The Onoto plunger filling system remains one of the cleanest and most efficient to this day. Onoto nibs are a delight. The pen was made in many styles and patterns over the years, so there’s something for everyone. The manufacturing quality is always impeccable. The Onoto is one of the best pens ever made and if you will forgive my own personal bias, THE best!

Mabie Todd’s Swan Leverless

Mabie Todd’s Swan Leverless pens have a poor reputation in some quarters, due not to any intrinsic fault of the pens, but because they have been incompetently re-sacced. The bar in a Leverless does not flatten the sac as does the pressure bar in a lever or button filler. It entangles the sac and compresses it with a “wringing out” action. For this to work well – or indeed at all – the sac has to pretty well fill the barrel. As many Leverlesses have a comparatively small nipple, a necked sac is often needed. Re-sacced properly, a Leverless will hold a good quantity of ink. It is true that it holds less than a similar-sized lever-filler, but it will still hold a lot more than, for instance, a modern international cartridge. You’ll get quite a few pages from it.

The unskilled repairer fits a comparatively slender sac, as he would in a conventional lever or button filler, and the entangling bar compresses the sac poorly, or just rotates around it without compressing it at all. As you might imagine, fitting a sac that fills the barrel is nowhere near as straightforward, and a different method has to be used.

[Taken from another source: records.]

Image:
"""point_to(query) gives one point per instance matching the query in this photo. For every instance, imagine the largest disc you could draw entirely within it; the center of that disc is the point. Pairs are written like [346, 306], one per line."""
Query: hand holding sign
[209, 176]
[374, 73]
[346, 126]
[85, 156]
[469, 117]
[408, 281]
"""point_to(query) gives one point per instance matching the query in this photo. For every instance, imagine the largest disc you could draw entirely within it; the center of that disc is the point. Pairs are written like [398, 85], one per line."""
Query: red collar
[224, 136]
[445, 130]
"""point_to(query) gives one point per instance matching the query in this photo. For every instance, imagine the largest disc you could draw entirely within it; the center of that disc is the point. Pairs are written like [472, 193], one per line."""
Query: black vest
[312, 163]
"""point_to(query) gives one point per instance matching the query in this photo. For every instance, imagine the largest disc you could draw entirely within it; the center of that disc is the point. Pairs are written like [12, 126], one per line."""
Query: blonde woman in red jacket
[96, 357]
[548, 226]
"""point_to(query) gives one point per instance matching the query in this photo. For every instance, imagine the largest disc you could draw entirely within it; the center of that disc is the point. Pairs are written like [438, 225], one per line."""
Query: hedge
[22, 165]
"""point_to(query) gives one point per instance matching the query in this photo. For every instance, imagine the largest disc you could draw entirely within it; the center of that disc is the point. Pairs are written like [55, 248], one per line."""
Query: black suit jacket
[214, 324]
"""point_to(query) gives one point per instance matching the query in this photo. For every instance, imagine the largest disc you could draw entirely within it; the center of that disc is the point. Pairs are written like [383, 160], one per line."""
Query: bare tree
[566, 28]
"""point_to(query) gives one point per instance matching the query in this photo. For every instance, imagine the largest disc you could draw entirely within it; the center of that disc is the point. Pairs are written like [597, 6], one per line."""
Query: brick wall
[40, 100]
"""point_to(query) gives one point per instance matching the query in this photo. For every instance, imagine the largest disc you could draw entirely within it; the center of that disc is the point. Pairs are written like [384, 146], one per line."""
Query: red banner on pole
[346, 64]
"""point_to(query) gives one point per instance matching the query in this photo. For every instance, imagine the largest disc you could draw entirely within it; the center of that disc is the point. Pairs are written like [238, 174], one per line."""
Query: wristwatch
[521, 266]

The Leverless has the advantage that it is one of the easiest pens to fill. Simply place the pen in the ink, rotate the turn-button anti-clockwise, then clockwise, give it a few seconds to complete filling and you’re done, and it’s all carried out at the end of the pen away from that messy ink-bottle. In addition, though there were economy Leverlesses, most were designed to be prestige pens, with two or three cap rings and the No 4 or larger nibs. They were the most successful Swan range for decades, and as long as there were skilled repairers to fit new sacs they gave no trouble as the design is strong and durable.

Conway Stewart Conundrums

Like many another pen topic, Conway Stewart is too large a subject to be covered in one post, but it’s always a pleasure to write about this company which produced perhaps a more varied range of colourful pens than any other.

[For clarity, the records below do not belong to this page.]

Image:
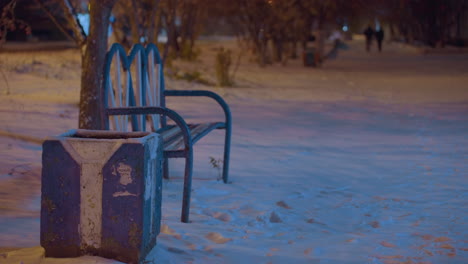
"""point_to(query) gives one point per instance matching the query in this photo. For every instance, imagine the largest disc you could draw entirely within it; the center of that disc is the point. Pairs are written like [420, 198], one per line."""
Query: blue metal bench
[134, 100]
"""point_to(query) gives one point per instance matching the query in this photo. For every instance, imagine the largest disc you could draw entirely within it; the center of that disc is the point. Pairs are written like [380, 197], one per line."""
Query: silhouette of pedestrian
[369, 33]
[379, 35]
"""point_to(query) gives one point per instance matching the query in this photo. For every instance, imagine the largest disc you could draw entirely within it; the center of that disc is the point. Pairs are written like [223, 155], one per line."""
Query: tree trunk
[93, 65]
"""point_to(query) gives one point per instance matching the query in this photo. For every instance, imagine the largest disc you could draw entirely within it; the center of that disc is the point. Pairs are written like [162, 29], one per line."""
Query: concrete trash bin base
[101, 194]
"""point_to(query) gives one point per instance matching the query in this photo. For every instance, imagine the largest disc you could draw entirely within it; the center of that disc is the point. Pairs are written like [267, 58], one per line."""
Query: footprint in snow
[283, 204]
[218, 215]
[217, 238]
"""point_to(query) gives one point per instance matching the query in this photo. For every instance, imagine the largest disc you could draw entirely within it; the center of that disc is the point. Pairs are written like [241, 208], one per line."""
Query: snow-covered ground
[362, 161]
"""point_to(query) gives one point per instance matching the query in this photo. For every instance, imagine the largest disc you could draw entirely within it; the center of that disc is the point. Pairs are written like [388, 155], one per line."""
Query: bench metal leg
[187, 186]
[166, 168]
[227, 149]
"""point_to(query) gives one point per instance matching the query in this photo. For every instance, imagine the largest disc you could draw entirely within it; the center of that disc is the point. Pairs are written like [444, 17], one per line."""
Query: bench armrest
[147, 110]
[204, 93]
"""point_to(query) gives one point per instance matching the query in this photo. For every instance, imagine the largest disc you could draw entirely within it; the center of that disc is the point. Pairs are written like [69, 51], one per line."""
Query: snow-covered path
[363, 161]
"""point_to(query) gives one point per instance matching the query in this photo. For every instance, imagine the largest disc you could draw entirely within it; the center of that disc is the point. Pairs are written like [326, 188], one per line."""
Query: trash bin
[101, 194]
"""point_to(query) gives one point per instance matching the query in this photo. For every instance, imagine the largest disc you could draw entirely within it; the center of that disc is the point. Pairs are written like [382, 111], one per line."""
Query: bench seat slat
[173, 139]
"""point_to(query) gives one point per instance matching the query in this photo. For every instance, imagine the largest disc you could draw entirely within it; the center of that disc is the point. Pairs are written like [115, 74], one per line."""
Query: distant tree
[93, 49]
[427, 21]
[9, 22]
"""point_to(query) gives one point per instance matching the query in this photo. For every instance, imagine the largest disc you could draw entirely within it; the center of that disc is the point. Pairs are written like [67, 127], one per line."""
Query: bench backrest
[133, 80]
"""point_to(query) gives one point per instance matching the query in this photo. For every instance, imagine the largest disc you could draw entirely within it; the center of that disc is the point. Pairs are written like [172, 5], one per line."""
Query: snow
[361, 161]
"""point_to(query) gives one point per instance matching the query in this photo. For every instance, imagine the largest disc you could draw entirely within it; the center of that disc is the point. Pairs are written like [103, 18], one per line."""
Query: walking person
[379, 35]
[369, 33]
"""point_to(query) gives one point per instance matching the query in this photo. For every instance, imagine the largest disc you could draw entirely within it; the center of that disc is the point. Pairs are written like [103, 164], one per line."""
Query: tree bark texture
[90, 116]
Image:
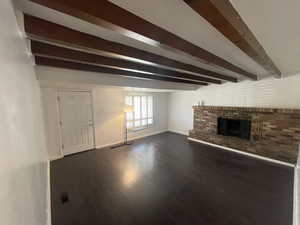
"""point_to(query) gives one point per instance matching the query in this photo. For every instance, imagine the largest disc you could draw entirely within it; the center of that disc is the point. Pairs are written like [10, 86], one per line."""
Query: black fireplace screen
[234, 127]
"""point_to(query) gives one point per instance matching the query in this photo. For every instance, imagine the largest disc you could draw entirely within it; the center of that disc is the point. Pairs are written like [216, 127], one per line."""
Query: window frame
[140, 127]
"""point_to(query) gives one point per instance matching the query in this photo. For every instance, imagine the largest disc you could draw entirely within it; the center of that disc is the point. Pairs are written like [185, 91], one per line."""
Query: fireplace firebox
[234, 127]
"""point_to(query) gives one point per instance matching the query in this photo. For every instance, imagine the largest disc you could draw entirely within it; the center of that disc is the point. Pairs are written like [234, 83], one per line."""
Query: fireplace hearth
[234, 127]
[268, 132]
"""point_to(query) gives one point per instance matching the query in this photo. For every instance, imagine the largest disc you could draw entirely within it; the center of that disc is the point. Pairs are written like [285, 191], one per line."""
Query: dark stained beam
[38, 29]
[109, 15]
[223, 16]
[44, 61]
[52, 51]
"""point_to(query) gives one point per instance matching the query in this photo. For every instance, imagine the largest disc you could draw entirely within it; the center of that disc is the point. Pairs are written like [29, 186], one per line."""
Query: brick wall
[275, 133]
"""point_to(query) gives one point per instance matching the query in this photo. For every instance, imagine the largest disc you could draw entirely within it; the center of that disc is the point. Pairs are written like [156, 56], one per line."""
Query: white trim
[48, 210]
[130, 139]
[244, 153]
[296, 191]
[58, 95]
[185, 133]
[56, 157]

Despite being among the most written about of British pen manufacturers, many mysteries remain, none more impenetrable than their numbering system. I have heard several speculative explanations but none seems to hold up. Except my one, which is as follows: In the immediately post-war period, one of the company’s most prestigious pens was the Duro-nibbed 55, with its narrow-medium-narrow cap bands. The 388 is a smaller version of the 55, following the same pattern. What connection could there be between these numbers? Well, you see, you must subtract 55 from 388, which gives you 333. The 333 is a simple 1930s Scribe, so we’ll ignore that but if you multiply the numbers together, ie 3x3x3, you get 27, which is another prestigious pen of a slightly later period…

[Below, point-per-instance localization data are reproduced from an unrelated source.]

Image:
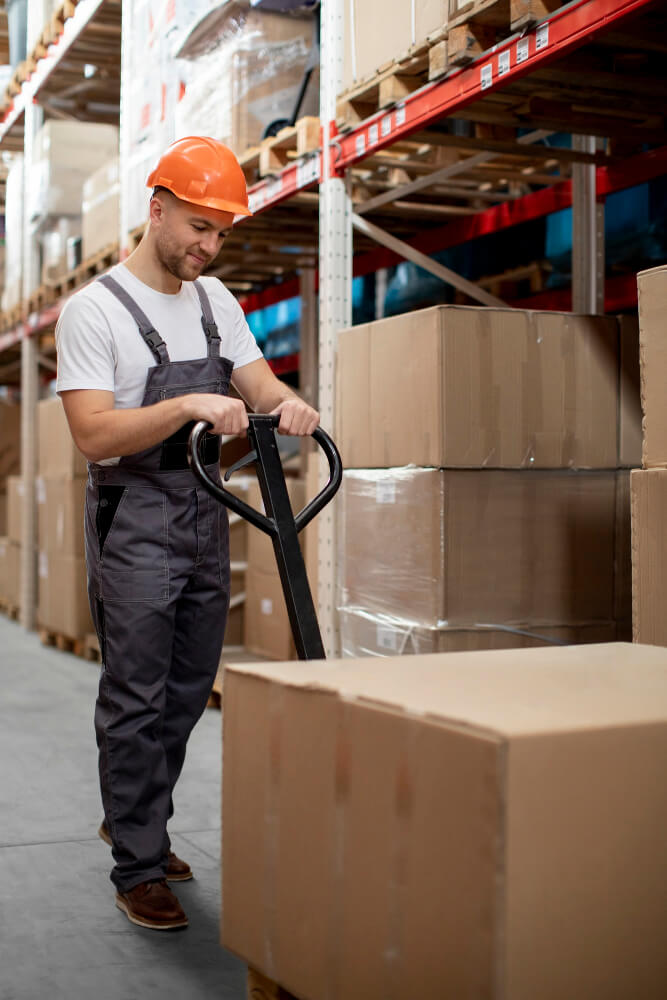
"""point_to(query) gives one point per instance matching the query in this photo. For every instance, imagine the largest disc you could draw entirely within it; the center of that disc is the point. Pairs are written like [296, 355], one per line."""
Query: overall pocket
[133, 563]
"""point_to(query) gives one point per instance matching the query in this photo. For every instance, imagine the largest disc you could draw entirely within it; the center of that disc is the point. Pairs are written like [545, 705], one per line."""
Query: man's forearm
[124, 432]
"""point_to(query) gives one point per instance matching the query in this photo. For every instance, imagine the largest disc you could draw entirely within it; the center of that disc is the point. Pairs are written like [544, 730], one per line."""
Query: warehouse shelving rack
[590, 67]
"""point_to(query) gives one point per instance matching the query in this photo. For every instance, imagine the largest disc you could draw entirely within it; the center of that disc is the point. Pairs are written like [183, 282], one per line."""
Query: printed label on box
[385, 491]
[386, 637]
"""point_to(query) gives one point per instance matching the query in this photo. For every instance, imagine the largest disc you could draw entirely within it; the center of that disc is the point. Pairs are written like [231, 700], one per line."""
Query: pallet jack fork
[279, 521]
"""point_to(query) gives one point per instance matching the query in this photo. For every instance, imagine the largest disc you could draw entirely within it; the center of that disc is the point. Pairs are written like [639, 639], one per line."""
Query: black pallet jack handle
[279, 522]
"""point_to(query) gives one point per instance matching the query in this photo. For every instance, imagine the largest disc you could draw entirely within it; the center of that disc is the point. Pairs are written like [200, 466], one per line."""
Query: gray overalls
[157, 550]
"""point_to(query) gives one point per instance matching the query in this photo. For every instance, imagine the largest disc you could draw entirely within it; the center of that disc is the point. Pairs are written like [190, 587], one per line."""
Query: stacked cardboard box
[100, 221]
[242, 69]
[485, 502]
[65, 154]
[61, 485]
[487, 824]
[649, 484]
[373, 40]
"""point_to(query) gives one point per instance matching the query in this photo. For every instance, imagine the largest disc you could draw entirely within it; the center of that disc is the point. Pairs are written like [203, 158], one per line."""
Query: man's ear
[156, 209]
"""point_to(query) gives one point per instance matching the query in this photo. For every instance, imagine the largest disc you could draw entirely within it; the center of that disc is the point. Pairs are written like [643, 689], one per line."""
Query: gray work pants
[157, 549]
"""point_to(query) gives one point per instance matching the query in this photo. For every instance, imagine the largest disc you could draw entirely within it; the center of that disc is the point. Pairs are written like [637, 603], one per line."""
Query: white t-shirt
[99, 345]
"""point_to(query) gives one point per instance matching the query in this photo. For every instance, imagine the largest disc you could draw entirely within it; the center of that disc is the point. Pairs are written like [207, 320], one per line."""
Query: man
[143, 352]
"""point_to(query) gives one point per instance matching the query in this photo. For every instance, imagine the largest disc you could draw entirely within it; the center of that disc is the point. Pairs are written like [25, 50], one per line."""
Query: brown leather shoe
[153, 905]
[177, 869]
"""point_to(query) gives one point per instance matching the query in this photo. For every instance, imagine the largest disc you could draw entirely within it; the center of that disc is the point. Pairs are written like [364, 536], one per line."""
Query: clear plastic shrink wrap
[242, 69]
[436, 559]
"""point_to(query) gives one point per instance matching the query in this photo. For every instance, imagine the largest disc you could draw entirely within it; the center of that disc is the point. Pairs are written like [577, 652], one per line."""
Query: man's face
[187, 236]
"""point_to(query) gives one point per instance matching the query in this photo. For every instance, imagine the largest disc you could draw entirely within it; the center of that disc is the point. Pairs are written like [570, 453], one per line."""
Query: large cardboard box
[10, 572]
[455, 825]
[630, 407]
[372, 40]
[100, 223]
[363, 633]
[479, 547]
[58, 456]
[468, 387]
[15, 505]
[65, 153]
[63, 597]
[242, 69]
[266, 628]
[649, 555]
[10, 440]
[60, 515]
[652, 294]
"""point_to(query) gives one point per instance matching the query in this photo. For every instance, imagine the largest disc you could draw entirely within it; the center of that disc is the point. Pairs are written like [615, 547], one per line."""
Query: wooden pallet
[279, 150]
[96, 264]
[65, 643]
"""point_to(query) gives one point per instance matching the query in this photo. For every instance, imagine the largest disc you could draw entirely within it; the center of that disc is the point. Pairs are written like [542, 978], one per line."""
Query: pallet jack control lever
[279, 522]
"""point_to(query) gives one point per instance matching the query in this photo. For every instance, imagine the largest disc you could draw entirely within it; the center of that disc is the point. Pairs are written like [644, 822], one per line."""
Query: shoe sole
[103, 835]
[143, 922]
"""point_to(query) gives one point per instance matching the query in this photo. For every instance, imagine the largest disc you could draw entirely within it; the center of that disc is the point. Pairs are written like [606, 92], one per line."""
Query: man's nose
[210, 243]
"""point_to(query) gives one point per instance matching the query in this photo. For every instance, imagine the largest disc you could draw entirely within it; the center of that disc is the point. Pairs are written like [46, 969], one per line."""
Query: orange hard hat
[204, 172]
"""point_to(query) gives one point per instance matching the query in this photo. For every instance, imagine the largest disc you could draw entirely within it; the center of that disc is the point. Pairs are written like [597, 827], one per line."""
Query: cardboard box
[266, 627]
[100, 223]
[465, 824]
[10, 572]
[65, 153]
[10, 440]
[242, 69]
[63, 596]
[468, 387]
[483, 546]
[15, 504]
[649, 555]
[58, 456]
[630, 407]
[60, 515]
[363, 633]
[372, 40]
[652, 296]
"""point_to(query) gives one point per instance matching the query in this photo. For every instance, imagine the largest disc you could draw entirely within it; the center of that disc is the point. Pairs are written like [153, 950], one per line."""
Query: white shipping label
[386, 637]
[385, 491]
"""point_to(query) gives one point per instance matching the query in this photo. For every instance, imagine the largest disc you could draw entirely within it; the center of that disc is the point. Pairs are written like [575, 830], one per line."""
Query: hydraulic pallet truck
[279, 522]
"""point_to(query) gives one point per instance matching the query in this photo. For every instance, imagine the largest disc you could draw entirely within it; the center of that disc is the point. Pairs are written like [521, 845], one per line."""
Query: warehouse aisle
[61, 936]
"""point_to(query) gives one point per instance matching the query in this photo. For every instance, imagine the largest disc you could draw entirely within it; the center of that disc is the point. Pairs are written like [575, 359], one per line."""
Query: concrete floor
[61, 935]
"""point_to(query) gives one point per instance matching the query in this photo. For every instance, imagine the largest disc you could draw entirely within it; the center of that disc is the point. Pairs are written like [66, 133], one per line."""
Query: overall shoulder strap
[208, 322]
[150, 335]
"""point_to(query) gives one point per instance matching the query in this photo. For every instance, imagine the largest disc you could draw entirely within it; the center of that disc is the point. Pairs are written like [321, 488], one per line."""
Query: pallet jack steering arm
[279, 522]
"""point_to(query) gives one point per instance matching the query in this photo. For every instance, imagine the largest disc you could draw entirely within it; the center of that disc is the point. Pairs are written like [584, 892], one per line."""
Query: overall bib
[157, 551]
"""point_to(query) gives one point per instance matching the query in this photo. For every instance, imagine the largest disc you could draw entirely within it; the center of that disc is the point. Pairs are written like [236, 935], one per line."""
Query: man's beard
[177, 262]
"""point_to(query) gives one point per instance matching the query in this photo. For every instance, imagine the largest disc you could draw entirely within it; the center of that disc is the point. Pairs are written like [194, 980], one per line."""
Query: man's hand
[227, 415]
[296, 417]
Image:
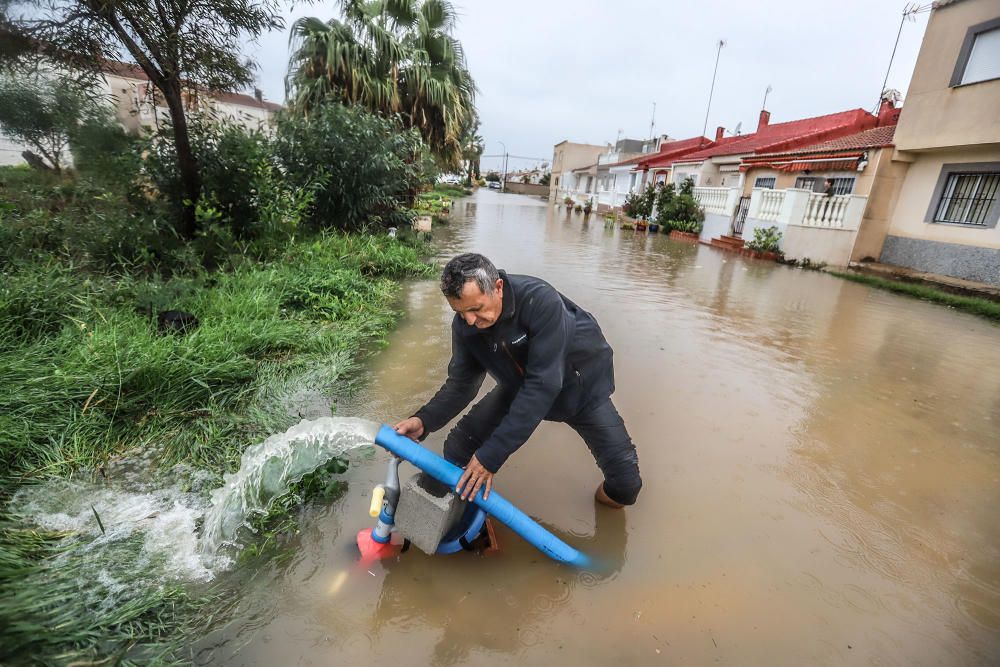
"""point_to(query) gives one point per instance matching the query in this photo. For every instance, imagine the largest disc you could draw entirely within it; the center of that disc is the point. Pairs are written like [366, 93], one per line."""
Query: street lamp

Are we onto something here? Is this the solution to Conway Stewart numbering?

No. It’s not. But it makes as much sense as some of the others.

Their business model – which worked well most of the time – is another mystery. Most pen manufacturers limited their range to a few models at any one time, but Conway Stewart, both before and after World War II, had a tremendous array of different models. That must have been a costly business. Though some nibs, clips, levers and sections would have been interchangeable between a few models, there must have been a huge number of different parts to be made in total. Each model had its colour range. Some patterns were used by several models, some were unique to one. That’s a lot of celluloid rod stock!

For most of their history, Conway Stewart was a successful company. It was a well-respected brand, the pricing was right and their pens were well-presented in cards of the various models in all those patterns we search for now – cracked ice, herringbone, tiger’s eye, autumn leaves, blue rock face – in the best stationers and newsagents. Though the gold plating may have worn a little now, these pens survive in their thousands, a testimony to their popularity and good quality.